Really? Some skiddie affiliates are one of the most prevalent threat actors? Ooof... And we get assessments like this:
“In the MGM hack, Scattered Spider may have worked with ALPHV, according to two people familiar with the group’s operations.”
Congratulations Bloomberg, you just discovered the business model driving the ransomware economy. Great reporting (facepalm).
The Bloomberg article was not very well researched and basically misses the mark as far as accurately explaining anything. Scattered Spider sounds like an affiliate group made up of young threat actors.
Whether they are as prolific as Mandiant asserts is debatable - there are a lot of independent threat actor groups made up of a mix of members who most likely identify as members of multiple groups - nothing new here.
They likely leased use of the BlackCat/ALPHV RaaS platform - nothing new here either, as that is the RaaS model - so describing the groups as possible "working together" is just a tragically uniformed way of describing what we have known for a long time: affiliate actors can rent RaaS platforms from developers.
Basically, the Bloomberg writer has zero idea how any of this works so presents all with fresh eyes and amazement – it would be cute if it was not so damaging to have such a high-profile outlet like Bloomberg to generate such ill-informed coverage.
Takeaway: But it gets better... now the SEC will get involved because MGM is publicly traded and the SEC has new rules about reporting breaches, so expect this will probably be another clown show.
More visibility and accountability in regard to security-related events at publicly traded companies is a good thing – that's a no-brainer, but we do have to be careful to not confuse disclosing information about a cyberattack with actually informing investors as to why an attack should be considered in their investment decisions.
The fact is that publicly traded companies are attacked every day, and if the company is really big, they may be attacked hundreds of times in a day. As we in the security trade already know, you can’t stop cyberattacks, but you can stop an attack from being successful and attaining its intended objective.
That said, the real challenge with this new SEC ruleset is going to be twofold: first, the onus is on corporate officers to decide if and when a security event reaches the threshold of being “material” to investors.
This leaves quite a bit of room for subjectivity, plausible deniability, and – if not structured correctly – could produce a culture where there is pressure on security teams to conceal security events from the executive suite, so the event goes unreported.
The second challenge is whether or not investors are educated enough about all things cyber to know what to do with information about an incident – and this is the real rub here.
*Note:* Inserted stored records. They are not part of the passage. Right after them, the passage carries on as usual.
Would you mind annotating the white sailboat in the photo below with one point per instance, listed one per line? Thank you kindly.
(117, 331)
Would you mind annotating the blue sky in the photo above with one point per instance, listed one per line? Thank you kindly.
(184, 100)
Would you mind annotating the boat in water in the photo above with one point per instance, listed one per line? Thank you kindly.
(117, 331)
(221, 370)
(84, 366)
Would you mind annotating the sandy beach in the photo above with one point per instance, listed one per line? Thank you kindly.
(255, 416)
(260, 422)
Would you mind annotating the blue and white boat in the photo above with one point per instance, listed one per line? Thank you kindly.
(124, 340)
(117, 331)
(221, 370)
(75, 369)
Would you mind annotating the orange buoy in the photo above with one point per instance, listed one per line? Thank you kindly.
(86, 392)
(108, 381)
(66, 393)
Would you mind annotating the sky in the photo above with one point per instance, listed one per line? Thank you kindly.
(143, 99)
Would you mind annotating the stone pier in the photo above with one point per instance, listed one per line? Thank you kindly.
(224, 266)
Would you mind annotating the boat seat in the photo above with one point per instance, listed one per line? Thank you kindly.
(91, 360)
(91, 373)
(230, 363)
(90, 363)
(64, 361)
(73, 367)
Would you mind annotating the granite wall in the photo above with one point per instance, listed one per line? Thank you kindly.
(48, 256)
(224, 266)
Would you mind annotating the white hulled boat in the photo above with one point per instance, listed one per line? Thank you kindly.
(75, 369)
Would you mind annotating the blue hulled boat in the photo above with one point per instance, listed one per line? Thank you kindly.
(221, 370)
There can be a very significant amount of time that passes between “we are under attack” and “we understand the full nature of and potential impact of the attack.”
Forensic investigations are difficult, and they take time. The disclosure rule set by the SEC, if not supported by investor education efforts, has the potential to create a situation where an attack is disclosed but the details are murky because it could be weeks or months before the organization can adequately assess the information the SEC is requiring be reported.
But investors, once informed of an attack, will want the details, and want them now. This could create situations where company leadership appears incompetent because they can’t answer tough questions about an event, undermining investor confidence.
Also, the company's leadership would then be in a position where they trickle out incomplete information over time as the investigation progresses, and simply end up dying by a thousand cuts. he inability to provide concrete answers immediately will likely create confusion and anxiety for investors, causing them to overreact to an event that - while reportable per SEC rules – may in fact not be that serious of an event from a security standpoint.
Any requirements on victim organizations to report material security events to investors needs to come with a concerted effort to educate investors on the nuances of attacks, security operations, and risk, or the SEC will just be creating more problems than they are actually solving.
There is so much to go on in this Bloomberg article that adds to confusion amongst the non-cyber audience, it would be exhausting to try to sort it all out here, as more than a few key takeaways from the attack were missed.
First of all, it's obvious the casino did not practice any network segmentation, so they made the attack far worse than it would have been. MGM (and everyone) also needs to reconsider whether they need to store all that PII on their customers - it's bad idea to collect and store PII unless it is really, really necessary, and loyalty programs don't rise to that level.
And as far as third-party vendors – we need more details on this, like what kind of vendor etc. to understand if they needed to have access to the casino's network and how that access was structured - but for the most part it sounds like the vendor had too much access and the casino had poor security protocols for managing that access.
There is a lot organizations can do to assure their vendors are not putting them at risk, but in the end all risk is owned by the organization, and they need to make sure that their practices do not exceed their risk tolerance - with a casino you would expect risk tolerance to be very, very low.
But given the relative ease with which the attackers appear to have carried out the operation, it seems likely that MGM’s security did not adequately reflect their risk tolerance - not by a long shot.